Gaming, Leisure & Lodging sector head Todd Jordan says Melco International Entertainment stands to benefit from a major new European casino rollout.  An MPEL controlling entity, Melco International Development, is eyeing participation in a US$1 billion gaming project in Barcelona.  The new project, to be called “BCN World,” will start with a single resort with 1,100 hotel beds, a casino, and a theater.  Longer term, the objective is for BCN World to have six resorts.  The first property is scheduled to open for business in 2016. 

HCA

Health Care sector head Tom Tobin has identified a number of tailwinds in the near and longer term that act as tailwinds to the hospital industry, and HCA in particular.
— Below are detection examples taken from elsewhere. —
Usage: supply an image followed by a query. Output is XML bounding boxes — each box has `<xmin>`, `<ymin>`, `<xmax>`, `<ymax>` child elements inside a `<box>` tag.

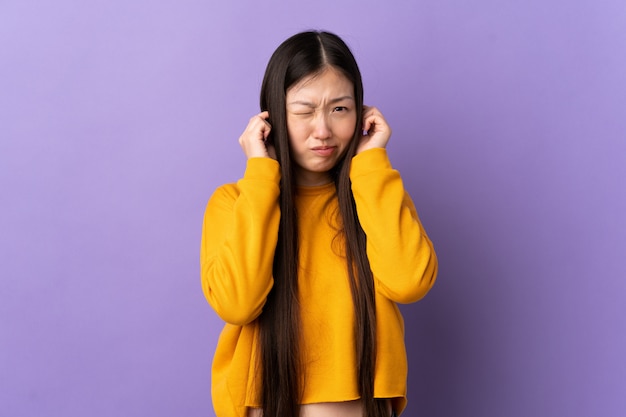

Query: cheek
<box><xmin>335</xmin><ymin>120</ymin><xmax>355</xmax><ymax>142</ymax></box>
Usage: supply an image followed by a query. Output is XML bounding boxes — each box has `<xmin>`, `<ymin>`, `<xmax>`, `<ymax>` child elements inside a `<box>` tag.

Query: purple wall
<box><xmin>0</xmin><ymin>0</ymin><xmax>626</xmax><ymax>417</ymax></box>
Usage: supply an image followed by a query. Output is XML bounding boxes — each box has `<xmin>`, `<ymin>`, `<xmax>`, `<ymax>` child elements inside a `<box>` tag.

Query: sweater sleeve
<box><xmin>350</xmin><ymin>148</ymin><xmax>438</xmax><ymax>303</ymax></box>
<box><xmin>200</xmin><ymin>158</ymin><xmax>280</xmax><ymax>325</ymax></box>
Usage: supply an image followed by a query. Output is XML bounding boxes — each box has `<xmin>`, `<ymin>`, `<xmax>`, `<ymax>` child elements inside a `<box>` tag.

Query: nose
<box><xmin>313</xmin><ymin>112</ymin><xmax>332</xmax><ymax>140</ymax></box>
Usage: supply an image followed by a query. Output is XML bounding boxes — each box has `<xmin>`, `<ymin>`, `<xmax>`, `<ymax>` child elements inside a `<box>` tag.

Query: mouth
<box><xmin>311</xmin><ymin>146</ymin><xmax>337</xmax><ymax>156</ymax></box>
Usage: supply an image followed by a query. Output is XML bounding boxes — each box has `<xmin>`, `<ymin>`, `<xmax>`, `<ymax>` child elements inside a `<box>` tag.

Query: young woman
<box><xmin>201</xmin><ymin>32</ymin><xmax>437</xmax><ymax>417</ymax></box>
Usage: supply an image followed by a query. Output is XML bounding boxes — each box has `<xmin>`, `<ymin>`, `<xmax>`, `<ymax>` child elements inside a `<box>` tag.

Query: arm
<box><xmin>200</xmin><ymin>158</ymin><xmax>280</xmax><ymax>325</ymax></box>
<box><xmin>350</xmin><ymin>148</ymin><xmax>437</xmax><ymax>303</ymax></box>
<box><xmin>350</xmin><ymin>106</ymin><xmax>437</xmax><ymax>303</ymax></box>
<box><xmin>200</xmin><ymin>112</ymin><xmax>280</xmax><ymax>325</ymax></box>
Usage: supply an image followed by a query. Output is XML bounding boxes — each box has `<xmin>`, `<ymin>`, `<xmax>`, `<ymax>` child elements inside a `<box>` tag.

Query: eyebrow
<box><xmin>287</xmin><ymin>96</ymin><xmax>354</xmax><ymax>107</ymax></box>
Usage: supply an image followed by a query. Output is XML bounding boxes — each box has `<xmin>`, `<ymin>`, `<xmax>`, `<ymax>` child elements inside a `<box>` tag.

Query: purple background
<box><xmin>0</xmin><ymin>0</ymin><xmax>626</xmax><ymax>417</ymax></box>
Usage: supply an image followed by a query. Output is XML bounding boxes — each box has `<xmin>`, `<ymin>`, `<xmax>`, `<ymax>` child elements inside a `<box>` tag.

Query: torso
<box><xmin>248</xmin><ymin>400</ymin><xmax>391</xmax><ymax>417</ymax></box>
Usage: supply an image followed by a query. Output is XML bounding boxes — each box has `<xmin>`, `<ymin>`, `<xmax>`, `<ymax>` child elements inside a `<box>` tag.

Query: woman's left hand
<box><xmin>356</xmin><ymin>106</ymin><xmax>391</xmax><ymax>154</ymax></box>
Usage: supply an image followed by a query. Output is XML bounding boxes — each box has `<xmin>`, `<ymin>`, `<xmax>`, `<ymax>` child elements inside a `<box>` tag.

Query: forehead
<box><xmin>287</xmin><ymin>67</ymin><xmax>354</xmax><ymax>98</ymax></box>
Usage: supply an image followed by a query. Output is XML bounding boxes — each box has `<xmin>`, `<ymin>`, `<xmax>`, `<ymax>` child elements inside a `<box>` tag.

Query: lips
<box><xmin>311</xmin><ymin>146</ymin><xmax>337</xmax><ymax>156</ymax></box>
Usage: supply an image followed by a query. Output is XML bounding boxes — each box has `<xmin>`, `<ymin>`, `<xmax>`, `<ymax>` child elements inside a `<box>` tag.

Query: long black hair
<box><xmin>258</xmin><ymin>31</ymin><xmax>386</xmax><ymax>417</ymax></box>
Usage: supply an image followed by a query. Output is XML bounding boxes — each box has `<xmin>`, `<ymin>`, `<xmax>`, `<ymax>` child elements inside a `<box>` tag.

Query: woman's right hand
<box><xmin>239</xmin><ymin>111</ymin><xmax>276</xmax><ymax>159</ymax></box>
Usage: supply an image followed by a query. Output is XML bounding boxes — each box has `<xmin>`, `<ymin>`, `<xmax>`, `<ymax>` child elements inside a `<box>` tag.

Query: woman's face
<box><xmin>286</xmin><ymin>67</ymin><xmax>356</xmax><ymax>186</ymax></box>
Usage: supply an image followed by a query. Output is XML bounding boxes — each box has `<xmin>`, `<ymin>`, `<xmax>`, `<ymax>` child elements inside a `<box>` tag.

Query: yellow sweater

This includes: Utilization, Maternity Trends as well as Pent-Up Demand and Acuity. The demographic shift towards more health care – driven by a gradually improving economy, improving employment trends, and accelerating new household formation and births – is a meaningful Macro factor and likely to lead to improving revenue and volume trends moving forward.  Near-term market mayhem should not hamper this  trend, even if it means slightly higher borrowing costs for hospitals down the road. 

Three for the Road

TWEET OF THE DAY

RUSSIA: -0.43% continues lower, -16.5% YTD and remains one of our fav shorts

@KeithMcCullough

QUOTE OF THE DAY

Your time is limited, so don’t waste it living someone else’s life.

–Steve Jobs

STAT OF THE DAY

Record bond-fund redemptions in the month ended June 24 surpassed the previous high of $41.8 billion set in October 2008, according to TrimTabs. In the most-recent period, investors pulled $52.8 billion from bond mutual funds and $8.9 billion from ETFs.